ParaHome: Parameterizing Everyday Home Activities Towards 3D Generative Modeling of Human-Object Interactions
Jeonghwan Kim, Jisoo Kim, Jeonghyeon Na, Hanbyul Joo
TL;DR
ParaHome presents a comprehensive 3D HOI capture system for natural home activities, integrating 70-camera multi-view rigs with IMU-based body suits and hand gloves to jointly track human bodies, dexterous hands, and articulated objects. The authors formalize a parameterized 3D HOI space and demonstrate robust object articulation modeling, body–object alignment, and post-processing enhancements, culminating in a new dataset of 38 participants, 22 objects, and 486 minutes with rich text annotations. They further explore generative modeling tasks—text-conditioned motion synthesis and object-guided body motion synthesis—using diffusion-based and transformer-based approaches, showing that mixed data from ParaHome and existing datasets yields competitive quality and enables interpolations between styles. Together, these contributions advance naturalistic HOI understanding and open avenues for text- and object-driven 3D motion synthesis in everyday environments.
Abstract
To enable machines to understand the way humans interact with the physical world in daily life, 3D interaction signals should be captured in natural settings, allowing people to engage with multiple objects in a range of sequential and casual manipulations. To achieve this goal, we introduce our ParaHome system designed to capture dynamic 3D movements of humans and objects within a common home environment. Our system features a multi-view setup with 70 synchronized RGB cameras, along with wearable motion capture devices including an IMU-based body suit and hand motion capture gloves.

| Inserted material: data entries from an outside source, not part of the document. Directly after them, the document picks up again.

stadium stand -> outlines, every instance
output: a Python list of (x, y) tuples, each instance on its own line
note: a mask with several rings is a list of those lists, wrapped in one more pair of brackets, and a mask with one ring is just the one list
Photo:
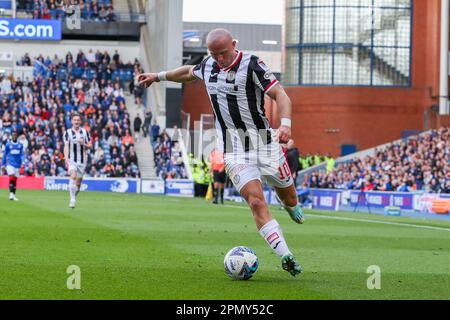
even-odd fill
[(303, 187), (365, 191), (450, 193), (450, 128), (413, 136), (374, 156), (336, 165), (329, 173), (313, 172)]
[[(61, 19), (66, 17), (66, 1), (19, 0), (17, 12), (33, 19)], [(116, 21), (111, 0), (75, 0), (71, 4), (80, 6), (81, 19), (100, 22)]]
[(158, 177), (164, 180), (188, 178), (179, 142), (176, 138), (172, 140), (166, 130), (160, 134), (156, 123), (151, 130), (151, 144)]
[(66, 175), (62, 133), (76, 111), (93, 142), (87, 176), (140, 176), (124, 96), (140, 70), (137, 60), (124, 64), (118, 53), (91, 50), (75, 59), (70, 52), (65, 59), (25, 55), (18, 64), (34, 66), (33, 79), (0, 78), (0, 132), (4, 142), (17, 131), (25, 145), (23, 175)]

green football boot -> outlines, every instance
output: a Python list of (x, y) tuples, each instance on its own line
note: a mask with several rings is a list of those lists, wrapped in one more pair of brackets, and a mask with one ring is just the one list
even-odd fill
[(283, 267), (283, 270), (286, 270), (294, 277), (302, 273), (302, 267), (291, 253), (286, 254), (281, 258), (281, 266)]

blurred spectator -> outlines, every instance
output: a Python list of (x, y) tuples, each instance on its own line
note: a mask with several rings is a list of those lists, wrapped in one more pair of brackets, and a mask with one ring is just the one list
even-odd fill
[(294, 183), (296, 183), (297, 173), (300, 171), (300, 153), (295, 147), (294, 140), (290, 139), (286, 145), (286, 158), (289, 164), (289, 169), (291, 170), (292, 178)]
[(159, 124), (155, 121), (151, 128), (152, 142), (156, 142), (157, 138), (159, 137), (159, 129)]
[(142, 127), (142, 119), (138, 113), (133, 121), (134, 138), (136, 139), (137, 142), (140, 140), (141, 137), (141, 127)]
[[(144, 119), (144, 126), (142, 127), (142, 131), (144, 132), (144, 138), (147, 137), (149, 131), (150, 131), (150, 125), (152, 123), (152, 112), (148, 111), (145, 114), (145, 119)], [(159, 134), (159, 130), (158, 130), (158, 134)]]
[(129, 146), (134, 146), (134, 139), (133, 139), (133, 137), (131, 136), (131, 132), (130, 132), (130, 130), (129, 129), (126, 129), (125, 130), (125, 135), (122, 137), (122, 144), (125, 146), (125, 147), (129, 147)]

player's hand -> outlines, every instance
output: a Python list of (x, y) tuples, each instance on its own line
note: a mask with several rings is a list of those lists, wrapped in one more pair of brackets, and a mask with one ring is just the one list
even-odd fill
[(157, 73), (141, 73), (138, 75), (138, 82), (140, 86), (150, 87), (153, 82), (159, 82)]
[(277, 131), (278, 142), (287, 143), (291, 139), (291, 128), (288, 126), (280, 126)]
[(83, 138), (80, 138), (80, 140), (78, 140), (78, 143), (79, 143), (81, 146), (84, 146), (84, 139), (83, 139)]

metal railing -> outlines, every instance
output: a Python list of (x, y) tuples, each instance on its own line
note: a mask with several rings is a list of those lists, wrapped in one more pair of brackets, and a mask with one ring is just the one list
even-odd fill
[(289, 0), (287, 85), (411, 86), (412, 0)]

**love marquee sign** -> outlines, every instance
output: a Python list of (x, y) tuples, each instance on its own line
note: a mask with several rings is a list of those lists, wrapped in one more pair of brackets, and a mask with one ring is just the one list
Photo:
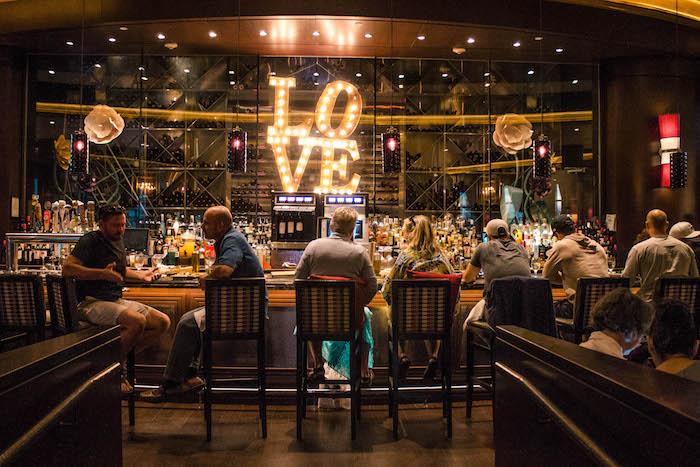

By leveraging the ParaHome system, we collect a new human-object interaction dataset, including 486 minutes of sequences across 207 captures with 38 participants, offering advancements with three key aspects: (1) capturing body motion and dexterous hand manipulation motion alongside multiple objects within a contextual home environment; (2) encompassing sequential and concurrent manipulations paired with text descriptions; and (3) including articulated objects with multiple parts represented by 3D parameterized models. We present detailed design justifications for our system, and perform key generative modeling experiments to demonstrate the potential of our dataset.